FedKD-CPI：结合联邦知识蒸馏技术实现化合物-蛋白质相互作用协同预测。

化合物-蛋白质相互作用（CPI）预测在药物发现的早期阶段至关重要，它缩小了CPI的搜索空间，减少了传统高通量筛选所需的成本和时间。然而，cpi相关数据通常分布在不同的机构之间，由于数据隐私和知识产权的原因，它们的共享受到限制。构建一个方案，加强多机构协作，提高预测精度，同时保护数据隐私是必不可少的。为此，我们提出了首个基于联邦知识蒸馏的框架FedKD-CPI，有效促进多方CPI协同预测，保证数据的隐私性和安全性。FedKD-CPI采用知识蒸馏技术提取所有客户端模型的更新知识，并在服务器端对模型进行训练，实现知识聚合，可以有效地利用公共和私有数据中包含的知识。我们在三个基准数据集上评估了FedKD-CPI，并将其与四个基线进行了比较。结果表明，FedKD-CPI非常接近集中式学习，明显优于局部学习。此外，FedKD-CPI在独立和相同分布的数据以及非独立和相同分布的数据上优于基于联邦学习的基线。总体而言，FedKD-CPI在提高CPI预测的同时，确保了数据的安全性，促进了机构间的合作，加速了药物的发现。

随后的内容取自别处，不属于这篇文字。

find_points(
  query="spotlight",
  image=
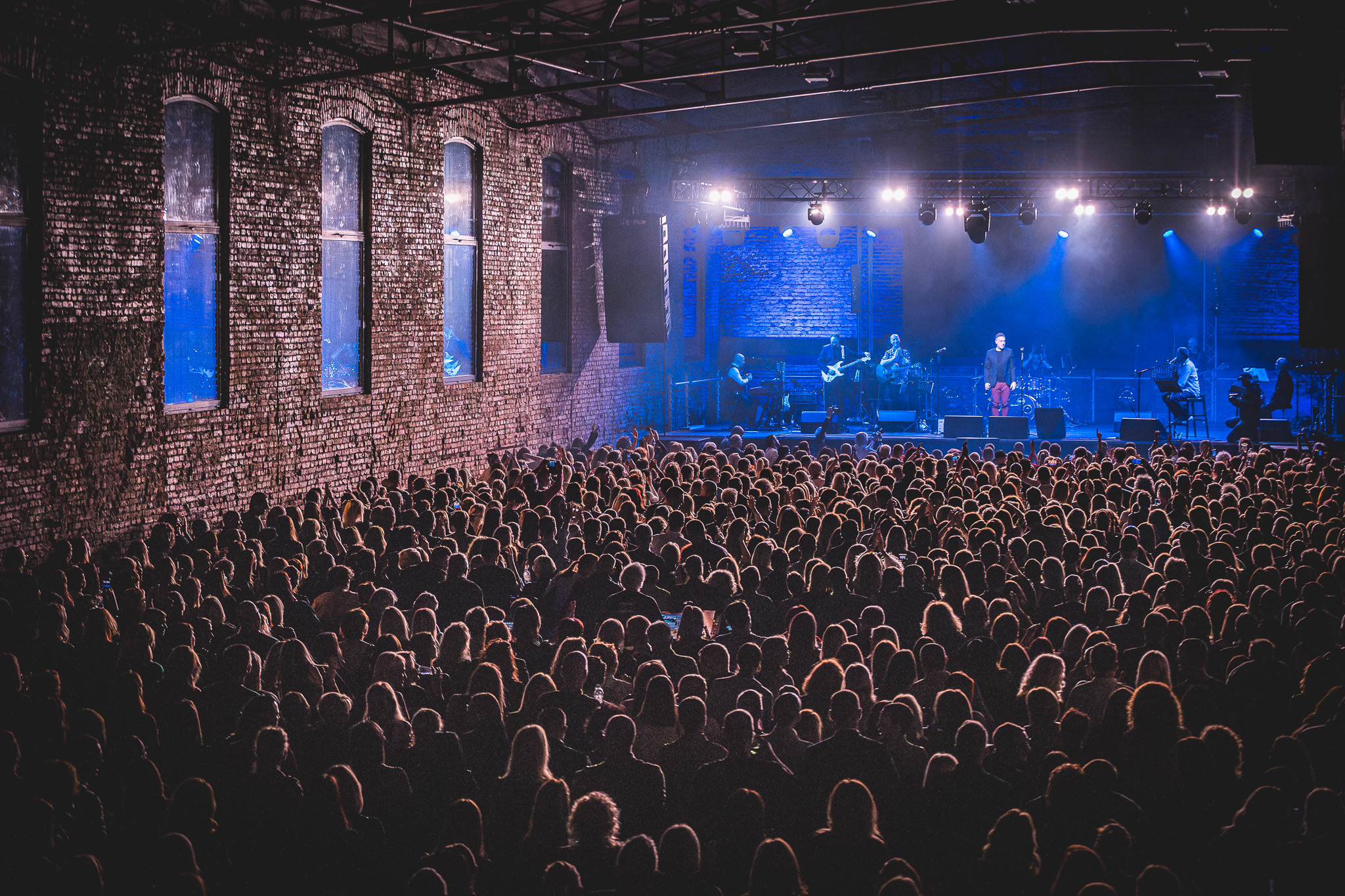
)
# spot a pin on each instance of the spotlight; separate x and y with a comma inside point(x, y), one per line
point(977, 222)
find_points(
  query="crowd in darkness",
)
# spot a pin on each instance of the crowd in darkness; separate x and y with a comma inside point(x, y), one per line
point(649, 668)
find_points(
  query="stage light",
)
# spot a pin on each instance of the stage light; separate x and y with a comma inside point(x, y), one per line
point(977, 222)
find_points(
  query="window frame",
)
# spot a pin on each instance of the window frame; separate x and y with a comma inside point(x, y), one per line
point(552, 246)
point(219, 228)
point(478, 280)
point(365, 237)
point(27, 113)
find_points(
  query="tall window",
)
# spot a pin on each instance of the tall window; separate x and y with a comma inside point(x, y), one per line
point(462, 253)
point(556, 265)
point(14, 232)
point(191, 254)
point(345, 264)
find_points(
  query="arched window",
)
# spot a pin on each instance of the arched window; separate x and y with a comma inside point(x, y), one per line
point(462, 259)
point(192, 255)
point(345, 259)
point(556, 265)
point(15, 236)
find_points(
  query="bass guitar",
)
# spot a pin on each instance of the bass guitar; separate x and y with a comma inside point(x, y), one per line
point(833, 371)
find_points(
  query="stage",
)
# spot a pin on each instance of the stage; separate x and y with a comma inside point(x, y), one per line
point(1075, 437)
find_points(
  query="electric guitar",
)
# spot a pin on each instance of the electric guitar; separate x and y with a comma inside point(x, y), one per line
point(833, 371)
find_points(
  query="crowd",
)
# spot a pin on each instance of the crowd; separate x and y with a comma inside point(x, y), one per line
point(651, 668)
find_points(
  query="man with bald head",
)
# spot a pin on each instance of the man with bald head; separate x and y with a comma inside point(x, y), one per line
point(636, 786)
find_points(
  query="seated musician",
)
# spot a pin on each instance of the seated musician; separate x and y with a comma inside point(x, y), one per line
point(1282, 399)
point(741, 406)
point(1188, 386)
point(1248, 403)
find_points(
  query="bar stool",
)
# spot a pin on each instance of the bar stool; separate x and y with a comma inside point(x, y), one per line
point(1193, 416)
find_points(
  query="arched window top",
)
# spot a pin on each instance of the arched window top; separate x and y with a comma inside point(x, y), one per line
point(556, 200)
point(342, 177)
point(190, 168)
point(460, 188)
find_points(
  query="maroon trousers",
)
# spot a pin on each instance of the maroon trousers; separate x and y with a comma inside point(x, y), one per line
point(1000, 399)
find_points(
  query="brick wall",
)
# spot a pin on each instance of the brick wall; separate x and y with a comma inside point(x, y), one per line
point(101, 457)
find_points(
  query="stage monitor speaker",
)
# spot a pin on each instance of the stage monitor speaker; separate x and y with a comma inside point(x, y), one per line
point(963, 427)
point(1007, 427)
point(635, 278)
point(1051, 422)
point(1297, 105)
point(1275, 430)
point(1139, 429)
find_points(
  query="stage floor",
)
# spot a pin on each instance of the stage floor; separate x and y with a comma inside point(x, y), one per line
point(1075, 436)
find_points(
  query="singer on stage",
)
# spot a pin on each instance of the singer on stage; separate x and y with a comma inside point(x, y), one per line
point(1000, 377)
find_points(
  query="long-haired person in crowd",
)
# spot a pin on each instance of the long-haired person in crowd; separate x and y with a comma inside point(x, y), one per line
point(655, 668)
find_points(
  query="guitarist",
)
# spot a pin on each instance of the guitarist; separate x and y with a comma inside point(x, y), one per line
point(893, 362)
point(838, 391)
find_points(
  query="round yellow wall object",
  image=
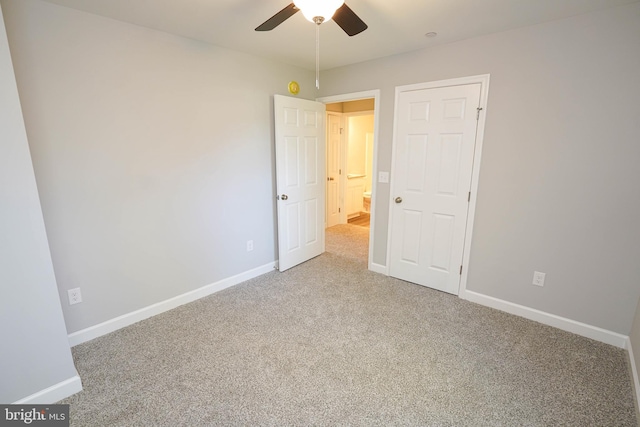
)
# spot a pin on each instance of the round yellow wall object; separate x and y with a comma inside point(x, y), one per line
point(294, 87)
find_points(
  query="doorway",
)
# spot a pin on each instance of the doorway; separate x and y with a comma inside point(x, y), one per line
point(352, 122)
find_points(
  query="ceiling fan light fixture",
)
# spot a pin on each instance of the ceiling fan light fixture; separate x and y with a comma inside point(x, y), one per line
point(314, 9)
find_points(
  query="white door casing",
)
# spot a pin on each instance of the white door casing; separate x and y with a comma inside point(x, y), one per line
point(434, 142)
point(334, 154)
point(300, 179)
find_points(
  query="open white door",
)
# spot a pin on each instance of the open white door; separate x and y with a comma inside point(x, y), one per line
point(432, 168)
point(300, 179)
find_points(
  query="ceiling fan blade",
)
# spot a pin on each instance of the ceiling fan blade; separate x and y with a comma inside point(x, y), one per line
point(278, 18)
point(349, 21)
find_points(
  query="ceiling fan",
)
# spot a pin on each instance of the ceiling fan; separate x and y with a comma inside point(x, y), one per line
point(319, 11)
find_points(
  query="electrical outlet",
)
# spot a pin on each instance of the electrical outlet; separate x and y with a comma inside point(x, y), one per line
point(75, 296)
point(538, 278)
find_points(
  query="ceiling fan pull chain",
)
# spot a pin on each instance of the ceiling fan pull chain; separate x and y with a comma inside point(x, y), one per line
point(317, 55)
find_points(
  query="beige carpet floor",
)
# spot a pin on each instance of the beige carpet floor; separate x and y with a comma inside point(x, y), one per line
point(329, 343)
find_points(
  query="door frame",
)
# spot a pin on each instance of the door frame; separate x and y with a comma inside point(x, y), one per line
point(483, 79)
point(355, 96)
point(342, 217)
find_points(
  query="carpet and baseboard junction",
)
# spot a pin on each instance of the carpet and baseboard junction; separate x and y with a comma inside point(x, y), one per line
point(331, 343)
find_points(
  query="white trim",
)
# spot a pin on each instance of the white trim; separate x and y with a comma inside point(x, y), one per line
point(119, 322)
point(53, 394)
point(483, 80)
point(582, 329)
point(375, 94)
point(379, 268)
point(634, 372)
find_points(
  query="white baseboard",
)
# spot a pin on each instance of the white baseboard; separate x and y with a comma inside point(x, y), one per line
point(54, 393)
point(119, 322)
point(634, 373)
point(378, 268)
point(593, 332)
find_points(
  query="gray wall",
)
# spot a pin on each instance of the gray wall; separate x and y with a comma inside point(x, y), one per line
point(153, 154)
point(634, 337)
point(558, 189)
point(35, 351)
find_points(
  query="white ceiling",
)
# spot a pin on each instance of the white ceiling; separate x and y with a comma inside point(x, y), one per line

本文章由计算机程序翻译，如有差异，请以英文原文为准。

求助全文

约1分钟内获得全文求助全文

来源期刊

Methods 生物-生化研究方法

CiteScore

9.80

自引率

2.10%

发文量

222

审稿时长

11.3 weeks

期刊介绍： Methods focuses on rapidly developing techniques in the experimental biological and medical sciences. Each topical issue, organized by a guest editor who is an expert in the area covered, consists solely of invited quality articles by specialist authors, many of them reviews. Issues are devoted to specific technical approaches with emphasis on clear detailed descriptions of protocols that allow them to be reproduced easily. The background information provided enables researchers to understand the principles underlying the methods; other helpful sections include comparisons of alternative methods giving the advantages and disadvantages of particular methods, guidance on avoiding potential pitfalls, and suggestions for troubleshooting.